Read cvs File Fails

  • Thread starter Thread starter rob
  • Start date Start date
R

rob

I am using Odbc to read cvs files. Unfortunately, some cvs files are
not formated correctly (out of my control). One particular problem is
that a quote within an item is not put in double quotes, i.e. the file
says

"this "item" is bad", "this item is ok"

rather then

"this ""item"" is bad", "this item is ok"

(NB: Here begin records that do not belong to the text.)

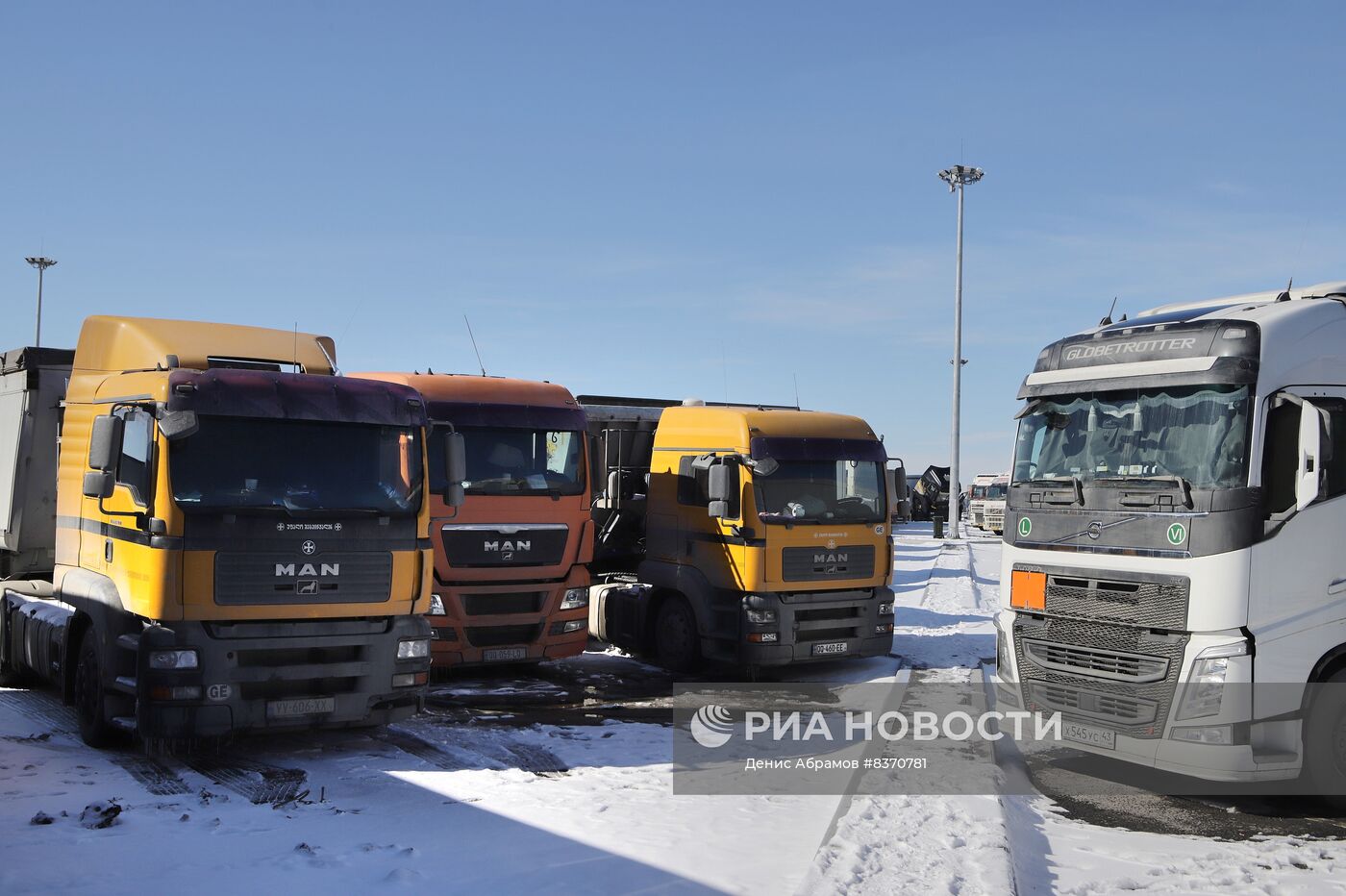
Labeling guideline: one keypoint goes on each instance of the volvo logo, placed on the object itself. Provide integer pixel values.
(289, 571)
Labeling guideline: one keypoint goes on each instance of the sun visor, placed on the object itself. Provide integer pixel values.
(473, 413)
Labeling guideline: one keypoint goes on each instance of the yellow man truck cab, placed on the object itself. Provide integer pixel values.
(217, 533)
(749, 535)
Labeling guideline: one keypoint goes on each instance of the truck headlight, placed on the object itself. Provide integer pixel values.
(1205, 686)
(413, 649)
(174, 660)
(575, 598)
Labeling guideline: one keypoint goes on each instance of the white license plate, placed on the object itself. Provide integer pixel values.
(505, 654)
(1089, 734)
(302, 707)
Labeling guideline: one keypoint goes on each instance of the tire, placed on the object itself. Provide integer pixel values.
(89, 697)
(676, 640)
(1325, 740)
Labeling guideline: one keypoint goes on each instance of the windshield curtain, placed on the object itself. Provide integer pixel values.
(249, 463)
(823, 491)
(508, 460)
(1195, 432)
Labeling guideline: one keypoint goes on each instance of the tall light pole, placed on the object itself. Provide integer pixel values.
(40, 263)
(958, 178)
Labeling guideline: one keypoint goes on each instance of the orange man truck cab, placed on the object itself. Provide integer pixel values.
(235, 537)
(511, 578)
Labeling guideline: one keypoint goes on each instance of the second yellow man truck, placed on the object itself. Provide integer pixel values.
(739, 535)
(206, 531)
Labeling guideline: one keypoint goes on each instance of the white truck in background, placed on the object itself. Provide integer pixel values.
(1175, 521)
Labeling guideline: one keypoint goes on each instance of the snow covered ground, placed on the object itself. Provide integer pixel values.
(575, 795)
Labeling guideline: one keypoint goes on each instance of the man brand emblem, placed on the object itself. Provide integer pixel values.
(494, 546)
(307, 569)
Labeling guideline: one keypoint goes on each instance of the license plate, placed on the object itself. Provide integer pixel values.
(302, 707)
(1089, 734)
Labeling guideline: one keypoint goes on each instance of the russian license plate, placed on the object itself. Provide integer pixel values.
(505, 654)
(302, 707)
(1089, 734)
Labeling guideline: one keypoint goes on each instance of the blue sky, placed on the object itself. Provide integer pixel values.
(670, 199)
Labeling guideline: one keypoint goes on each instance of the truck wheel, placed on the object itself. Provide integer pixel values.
(1325, 740)
(90, 705)
(676, 640)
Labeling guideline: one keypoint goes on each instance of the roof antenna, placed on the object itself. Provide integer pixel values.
(1284, 296)
(1108, 316)
(474, 344)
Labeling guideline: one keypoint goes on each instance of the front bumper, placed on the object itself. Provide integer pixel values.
(843, 627)
(248, 670)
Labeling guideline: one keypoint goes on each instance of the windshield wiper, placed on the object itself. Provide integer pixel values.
(1077, 495)
(1173, 482)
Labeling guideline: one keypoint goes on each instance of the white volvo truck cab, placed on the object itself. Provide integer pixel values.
(1175, 538)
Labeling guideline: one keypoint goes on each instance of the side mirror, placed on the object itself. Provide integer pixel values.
(1309, 478)
(105, 443)
(178, 424)
(98, 484)
(722, 487)
(455, 468)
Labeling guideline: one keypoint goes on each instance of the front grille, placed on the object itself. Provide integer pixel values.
(298, 579)
(1116, 709)
(1097, 640)
(814, 564)
(831, 612)
(501, 635)
(467, 546)
(1096, 663)
(521, 602)
(1136, 599)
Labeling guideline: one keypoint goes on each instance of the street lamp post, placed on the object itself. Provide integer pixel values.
(40, 263)
(958, 178)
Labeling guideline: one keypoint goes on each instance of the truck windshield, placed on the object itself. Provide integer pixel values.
(821, 491)
(508, 460)
(1198, 434)
(258, 464)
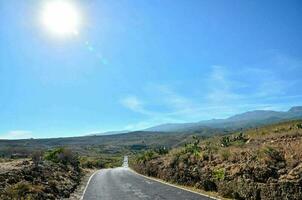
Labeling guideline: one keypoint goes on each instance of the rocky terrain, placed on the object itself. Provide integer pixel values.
(24, 179)
(260, 163)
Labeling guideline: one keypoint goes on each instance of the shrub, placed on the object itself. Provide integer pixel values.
(36, 157)
(89, 162)
(193, 147)
(23, 191)
(225, 154)
(219, 174)
(62, 155)
(146, 156)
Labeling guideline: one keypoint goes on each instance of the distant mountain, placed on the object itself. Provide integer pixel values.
(109, 133)
(244, 120)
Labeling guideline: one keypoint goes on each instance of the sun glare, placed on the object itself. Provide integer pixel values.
(61, 17)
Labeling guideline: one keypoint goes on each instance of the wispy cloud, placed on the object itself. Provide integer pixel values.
(133, 103)
(16, 134)
(223, 92)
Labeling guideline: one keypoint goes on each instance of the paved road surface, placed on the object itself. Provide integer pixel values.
(123, 184)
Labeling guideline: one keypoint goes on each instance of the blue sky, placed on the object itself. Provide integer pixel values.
(138, 63)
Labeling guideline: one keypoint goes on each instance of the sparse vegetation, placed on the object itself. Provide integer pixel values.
(259, 163)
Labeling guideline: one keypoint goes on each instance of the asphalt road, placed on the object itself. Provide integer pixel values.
(123, 184)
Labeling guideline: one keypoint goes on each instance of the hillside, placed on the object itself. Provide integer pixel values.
(244, 120)
(260, 163)
(119, 144)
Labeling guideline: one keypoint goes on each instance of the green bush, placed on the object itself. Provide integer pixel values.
(219, 174)
(62, 155)
(23, 191)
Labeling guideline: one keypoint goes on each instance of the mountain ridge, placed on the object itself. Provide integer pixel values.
(243, 120)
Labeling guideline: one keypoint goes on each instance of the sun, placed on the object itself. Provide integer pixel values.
(61, 17)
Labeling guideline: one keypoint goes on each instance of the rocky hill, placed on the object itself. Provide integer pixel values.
(39, 179)
(244, 120)
(261, 163)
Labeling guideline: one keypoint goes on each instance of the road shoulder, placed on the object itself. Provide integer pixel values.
(211, 195)
(79, 192)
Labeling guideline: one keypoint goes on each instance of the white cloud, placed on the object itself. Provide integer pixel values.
(16, 134)
(133, 103)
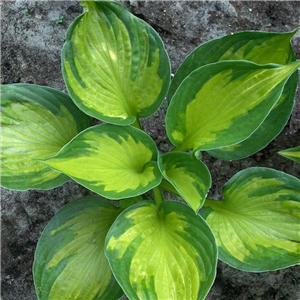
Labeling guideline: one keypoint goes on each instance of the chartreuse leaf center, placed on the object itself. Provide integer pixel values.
(36, 122)
(223, 103)
(116, 162)
(257, 224)
(69, 261)
(114, 64)
(165, 253)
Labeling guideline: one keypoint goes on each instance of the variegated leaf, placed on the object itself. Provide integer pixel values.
(162, 253)
(292, 153)
(115, 66)
(267, 131)
(255, 46)
(69, 261)
(36, 122)
(222, 104)
(188, 175)
(113, 161)
(257, 226)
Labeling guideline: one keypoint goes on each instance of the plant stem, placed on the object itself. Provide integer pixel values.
(157, 196)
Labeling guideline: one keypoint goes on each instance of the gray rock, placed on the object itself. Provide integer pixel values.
(30, 52)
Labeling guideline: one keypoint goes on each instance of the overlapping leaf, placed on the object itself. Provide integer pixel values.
(257, 225)
(162, 253)
(114, 64)
(69, 261)
(36, 122)
(188, 175)
(222, 104)
(253, 46)
(113, 161)
(267, 131)
(292, 153)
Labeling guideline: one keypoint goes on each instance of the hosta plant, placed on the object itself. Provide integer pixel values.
(230, 97)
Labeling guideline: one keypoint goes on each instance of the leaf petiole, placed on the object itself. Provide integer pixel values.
(157, 196)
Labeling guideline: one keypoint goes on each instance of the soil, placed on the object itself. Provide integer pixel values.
(31, 41)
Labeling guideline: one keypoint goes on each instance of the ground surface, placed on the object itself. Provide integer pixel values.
(30, 44)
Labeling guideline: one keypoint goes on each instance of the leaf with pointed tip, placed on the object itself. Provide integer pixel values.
(162, 253)
(255, 46)
(188, 175)
(267, 131)
(115, 66)
(292, 153)
(257, 225)
(222, 104)
(36, 122)
(113, 161)
(69, 260)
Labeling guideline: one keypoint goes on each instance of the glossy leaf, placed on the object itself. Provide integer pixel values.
(267, 131)
(292, 153)
(222, 104)
(36, 122)
(69, 261)
(255, 46)
(115, 66)
(115, 162)
(162, 253)
(188, 175)
(257, 225)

odbc now thinks 'this ' is the first item rather then 'this "item" is
bad'. Excel reads the file just fine, though. Is there some workaround,
short of fixing the file myself, to make the driver more error
tolerant? If it helps anything bellow is how I read the excel file.

Thanks


connectionString = @"Driver={Microsoft Text Driver (*.txt;
*.csv)};DBQ=" + Path.GetDirectoryName(filename);
connection = new OdbcConnection(connectionString);
connection.Open();
command = new OdbcCommand("Select * FROM " +
Path.GetFileName(filename), connection);
reader = command.ExecuteReader();
 
The first line "this "item" is bad", "this item is ok" is correct CSV
format. There is no field delimiter (comma) between the two quotes around
"item". Either your ODBC handler has a bug or you misconfiguring it.
Please post your code that configures your ODBC reader. Your other option
is to write a CSV line parser yourself, which isn't too difficult to do.

Mike Ober.
 
Thanks for the reply. I do not do any special configuration but just
what is shown in the original post. Then I read the fields in the
following ways:

while (reader.Read()) {
for (i = 0; i < reader.FieldCount; i++){
reader.GetValue(i);
}}

What kind of configuration do I have to do to get this working?

Thanks
 
I am using Odbc to read cvs files. Unfortunately, some cvs files are
not formated correctly (out of my control). One particular problem is
that a quote within an item is not put in double quotes, i.e. the file
says

"this "item" is bad", "this item is ok"

rather then

"this ""item"" is bad", "this item is ok"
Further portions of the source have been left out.